Tuesday, October 18, 2016
I first became involved in letter writing with Amnesty International in my teen years when I heard the story of a young man, unjustly imprisoned, tortured in horrible conditions in India. He was there doing volunteer development work; he was thrown into jail without trial for being a terrorist.
He had immigrated to Canada previously, to Edmonton; his story made the news. It was, in 1988, for me, my awakening to social justice. I joined Amnesty and a letter requesting his release was my first social justice act.
I've since had the pleasure to meet Amarjeet Sohi. He was released. He returned to Canada. He became a city councillor, working to make his city a better place.

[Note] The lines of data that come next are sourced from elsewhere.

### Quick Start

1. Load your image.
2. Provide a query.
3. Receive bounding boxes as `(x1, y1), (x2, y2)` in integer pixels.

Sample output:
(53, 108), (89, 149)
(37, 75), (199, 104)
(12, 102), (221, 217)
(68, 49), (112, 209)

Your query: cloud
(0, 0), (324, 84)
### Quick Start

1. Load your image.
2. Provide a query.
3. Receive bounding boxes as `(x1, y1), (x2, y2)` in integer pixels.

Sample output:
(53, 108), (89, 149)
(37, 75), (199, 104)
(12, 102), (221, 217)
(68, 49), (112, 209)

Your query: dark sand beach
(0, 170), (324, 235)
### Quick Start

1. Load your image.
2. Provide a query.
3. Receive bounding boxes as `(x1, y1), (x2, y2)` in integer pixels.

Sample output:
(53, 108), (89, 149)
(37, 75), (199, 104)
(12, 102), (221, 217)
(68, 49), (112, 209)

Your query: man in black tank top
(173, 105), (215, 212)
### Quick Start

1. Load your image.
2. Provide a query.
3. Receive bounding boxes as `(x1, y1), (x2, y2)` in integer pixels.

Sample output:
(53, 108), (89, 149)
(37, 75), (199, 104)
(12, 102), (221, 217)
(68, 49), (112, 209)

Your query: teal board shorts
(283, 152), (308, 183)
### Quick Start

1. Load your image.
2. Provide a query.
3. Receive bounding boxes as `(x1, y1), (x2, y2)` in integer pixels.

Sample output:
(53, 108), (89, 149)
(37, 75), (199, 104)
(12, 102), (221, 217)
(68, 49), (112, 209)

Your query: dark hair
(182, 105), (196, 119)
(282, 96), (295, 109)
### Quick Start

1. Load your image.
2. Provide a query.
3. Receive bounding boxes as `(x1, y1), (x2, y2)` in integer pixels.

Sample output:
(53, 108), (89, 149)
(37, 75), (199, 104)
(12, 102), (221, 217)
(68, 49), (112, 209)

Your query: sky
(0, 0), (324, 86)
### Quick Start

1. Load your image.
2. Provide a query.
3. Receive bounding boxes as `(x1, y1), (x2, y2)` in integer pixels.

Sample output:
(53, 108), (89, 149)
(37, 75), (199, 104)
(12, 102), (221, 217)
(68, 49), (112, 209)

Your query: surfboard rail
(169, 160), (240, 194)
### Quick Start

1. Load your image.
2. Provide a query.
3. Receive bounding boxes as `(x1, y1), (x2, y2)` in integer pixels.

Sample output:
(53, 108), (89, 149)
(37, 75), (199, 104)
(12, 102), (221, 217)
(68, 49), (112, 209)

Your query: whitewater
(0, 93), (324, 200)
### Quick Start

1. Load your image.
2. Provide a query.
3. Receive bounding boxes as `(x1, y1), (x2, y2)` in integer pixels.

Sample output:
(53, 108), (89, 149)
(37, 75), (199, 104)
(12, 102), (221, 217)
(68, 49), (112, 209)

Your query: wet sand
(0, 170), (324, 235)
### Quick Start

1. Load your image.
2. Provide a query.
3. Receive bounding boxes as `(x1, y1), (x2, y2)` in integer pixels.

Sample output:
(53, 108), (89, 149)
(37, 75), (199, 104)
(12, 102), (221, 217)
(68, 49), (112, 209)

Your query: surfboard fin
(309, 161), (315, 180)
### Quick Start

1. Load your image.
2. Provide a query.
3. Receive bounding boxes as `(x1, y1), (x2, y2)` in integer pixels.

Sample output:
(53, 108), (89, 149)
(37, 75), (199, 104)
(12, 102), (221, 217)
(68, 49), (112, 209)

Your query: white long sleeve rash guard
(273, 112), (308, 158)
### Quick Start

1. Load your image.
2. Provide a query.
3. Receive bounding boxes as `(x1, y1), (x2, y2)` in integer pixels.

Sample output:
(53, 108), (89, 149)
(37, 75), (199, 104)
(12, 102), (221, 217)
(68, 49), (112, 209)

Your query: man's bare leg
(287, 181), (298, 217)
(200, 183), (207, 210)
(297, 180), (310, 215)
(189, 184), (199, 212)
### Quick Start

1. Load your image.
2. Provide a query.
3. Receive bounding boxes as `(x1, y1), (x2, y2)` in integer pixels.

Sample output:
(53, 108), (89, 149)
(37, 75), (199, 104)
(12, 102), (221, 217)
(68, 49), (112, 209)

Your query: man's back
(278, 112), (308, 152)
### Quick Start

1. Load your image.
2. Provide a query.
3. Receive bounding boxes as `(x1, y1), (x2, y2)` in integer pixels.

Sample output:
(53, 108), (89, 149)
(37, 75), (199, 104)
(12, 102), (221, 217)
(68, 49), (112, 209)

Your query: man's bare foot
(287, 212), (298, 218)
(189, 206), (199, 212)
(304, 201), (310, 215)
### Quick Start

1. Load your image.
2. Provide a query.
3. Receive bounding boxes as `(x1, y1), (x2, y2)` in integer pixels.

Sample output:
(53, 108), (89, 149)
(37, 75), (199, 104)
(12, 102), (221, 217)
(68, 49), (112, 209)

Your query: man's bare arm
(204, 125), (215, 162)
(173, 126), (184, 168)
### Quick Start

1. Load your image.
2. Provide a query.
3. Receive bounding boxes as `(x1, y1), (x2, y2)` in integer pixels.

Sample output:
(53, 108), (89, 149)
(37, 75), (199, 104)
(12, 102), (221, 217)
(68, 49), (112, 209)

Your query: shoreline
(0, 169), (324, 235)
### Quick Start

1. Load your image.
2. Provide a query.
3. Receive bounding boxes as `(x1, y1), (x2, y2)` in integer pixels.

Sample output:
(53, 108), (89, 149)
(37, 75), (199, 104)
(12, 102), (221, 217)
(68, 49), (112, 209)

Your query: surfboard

He is now an MP in our Federal Government, a Cabinet Minister. He is The Honourable Amarjeet Sohi, Minister of Infrastructure and Communities.
We had sushi together last summer: me and the person who was, unbeknownst to him, the catalyst of my social justice work and my political awareness. We talked about this and both teared up. I haven't seen him since; I can only imagine how such a massive change of circumstances in a few decades must feel. We thanked each other mutually that day, for what each had done for the other.
I continue to support Amnesty International because there are countless people in prison internationally, held against international law, held without evidence, killed, focus of discrimination. Not everyone will be released. Not everyone will become a major political force. I certainly will not, 27 years after writing a letter, meet each person for whom I have written my support. I don't support Amnesty International for me or the potential of sushi with a lovely man!
Everyone deserves basic human rights. THAT is why I support the work Amnesty International does.